Dieser Befund schreit eigentlich nach einer Ursachenforschung: Wer verfolgt Ziele, die die schwersten Verwüstungen an Land und Leuten bewirken? 

Diese Praxis ist leider unbekannt. Kriege entstehen bekanntlich von alleine. Zwar kennt man in bestimmten Ländern die üblichen Verdächtigen, möchte den Kriegsherren aber nicht zu nahe treten:

„Mehrfachnennungen waren möglich, und für die USA als größten Bedrohungsquell entschieden sich 56 Prozent… Es folgen Nordkorea auf Platz zwei mit Nennungen von 45 Prozent, die Türkei (42 gegenüber 33 Prozent im Jahr 2018) sowie mit 41 Prozent Russland … stehen Iran (29 Prozent) auf dem sechsten und China (26) auf dem achten Platz im gesamtdeutschen Ranking“, erläutert welt.de.

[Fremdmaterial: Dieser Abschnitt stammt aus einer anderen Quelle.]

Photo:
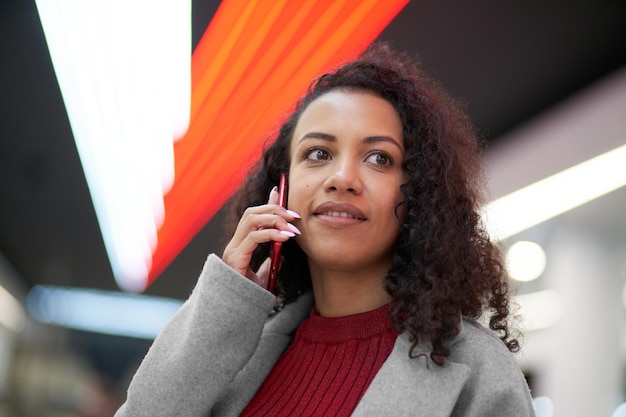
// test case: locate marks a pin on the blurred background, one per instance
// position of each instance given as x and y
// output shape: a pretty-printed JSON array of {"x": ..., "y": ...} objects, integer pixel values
[{"x": 545, "y": 84}]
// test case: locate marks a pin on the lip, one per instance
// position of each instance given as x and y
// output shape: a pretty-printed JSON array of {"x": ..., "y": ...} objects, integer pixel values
[{"x": 340, "y": 210}]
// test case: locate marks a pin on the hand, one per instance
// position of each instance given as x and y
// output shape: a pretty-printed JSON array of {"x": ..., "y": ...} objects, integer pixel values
[{"x": 260, "y": 224}]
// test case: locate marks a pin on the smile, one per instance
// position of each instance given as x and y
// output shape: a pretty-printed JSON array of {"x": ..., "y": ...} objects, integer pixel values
[{"x": 340, "y": 214}]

Deutschland kommt in diesem Ranking nicht vor. Das verwundert:

„Die Bundeswehr engagiert sich seit den Neunzigerjahren dauerhaft und teils langjährig in den Auslandseinsätzen. Anfangs in Bosnien, später im Kosovo bis zum Kampfeinsatz in Afghanistan. Aktuell ist die Truppe in Europa, Asien und Afrika sowie im Mittelmeer im Einsatz“, berichtet die Deutsche Bundeswehr auf ihrer offiziellen Homepage.

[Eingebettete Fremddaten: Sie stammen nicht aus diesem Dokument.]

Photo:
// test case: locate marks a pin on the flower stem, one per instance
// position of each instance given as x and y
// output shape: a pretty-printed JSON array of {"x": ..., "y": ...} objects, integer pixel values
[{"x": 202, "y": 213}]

Diese Kriegseinsätze zählen offenbar nicht. Und die Bombardierung Serbiens durch die deutsche Luftwaffe 1999 – der ersten aktiven Kriegsteilnahme Deutschlands nach dem 2. Weltkrieg – zählt sowieso nicht zum kollektiven National-Bewusstsein. 

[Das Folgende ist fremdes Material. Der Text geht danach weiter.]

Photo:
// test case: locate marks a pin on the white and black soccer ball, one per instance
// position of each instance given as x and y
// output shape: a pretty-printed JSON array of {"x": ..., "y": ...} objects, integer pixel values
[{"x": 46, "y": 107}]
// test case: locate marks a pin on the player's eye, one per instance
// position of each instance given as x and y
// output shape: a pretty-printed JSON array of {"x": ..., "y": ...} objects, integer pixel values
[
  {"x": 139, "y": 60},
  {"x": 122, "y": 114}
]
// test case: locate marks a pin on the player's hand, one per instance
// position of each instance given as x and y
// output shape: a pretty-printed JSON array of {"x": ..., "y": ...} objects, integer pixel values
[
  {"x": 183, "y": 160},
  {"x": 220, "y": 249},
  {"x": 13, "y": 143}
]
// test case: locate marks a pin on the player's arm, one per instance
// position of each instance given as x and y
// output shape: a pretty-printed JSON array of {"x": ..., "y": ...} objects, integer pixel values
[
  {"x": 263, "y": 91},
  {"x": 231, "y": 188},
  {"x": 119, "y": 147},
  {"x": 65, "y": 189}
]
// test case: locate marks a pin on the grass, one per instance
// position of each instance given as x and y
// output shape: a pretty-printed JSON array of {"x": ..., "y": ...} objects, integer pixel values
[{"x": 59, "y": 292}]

Dass Deutschland auf ganz andere Weise in einen Krieg verwickelt oder selbst ein Kriegsschauplatz werden kann, ist aber dennoch bei den Bürgern ‚angekommen‘.

Der Feind ist im Osten

„Die Nato hält in Norwegen das größte Manöver seit Ende des Kalten Krieges ab“, berichtete Die Zeit im Oktober 2018. „50.000 Soldaten, 10.000 Panzer und Militärfahrzeuge, 250 Flugzeuge und 65 Schiffe“ proben – einige Wochen nach einem Manöver in der Ukraine (Sept. 2018) – im Nordatlantik und in der Ostsee sowie im Luftraum über Finnland und Schweden den Krieg gegen Russland. „Die Deutsche Marine beteiligte sich in der Ostsee mit der Korvette Erfurt (F 262), der Fregatte Hamburg (F 220), zwei Minenjagdbooten der Frankenthal-Klasse“ sowie „etwa 8500 Bundeswehr-Soldaten und mehrere Fahrzeuge, darunter rund 100 Kampf- und Schützenpanzer“, erfährt man auf wikipedia über das multinationales Großmanöver der NATO „Trident Juncture 18“ (TRJE18).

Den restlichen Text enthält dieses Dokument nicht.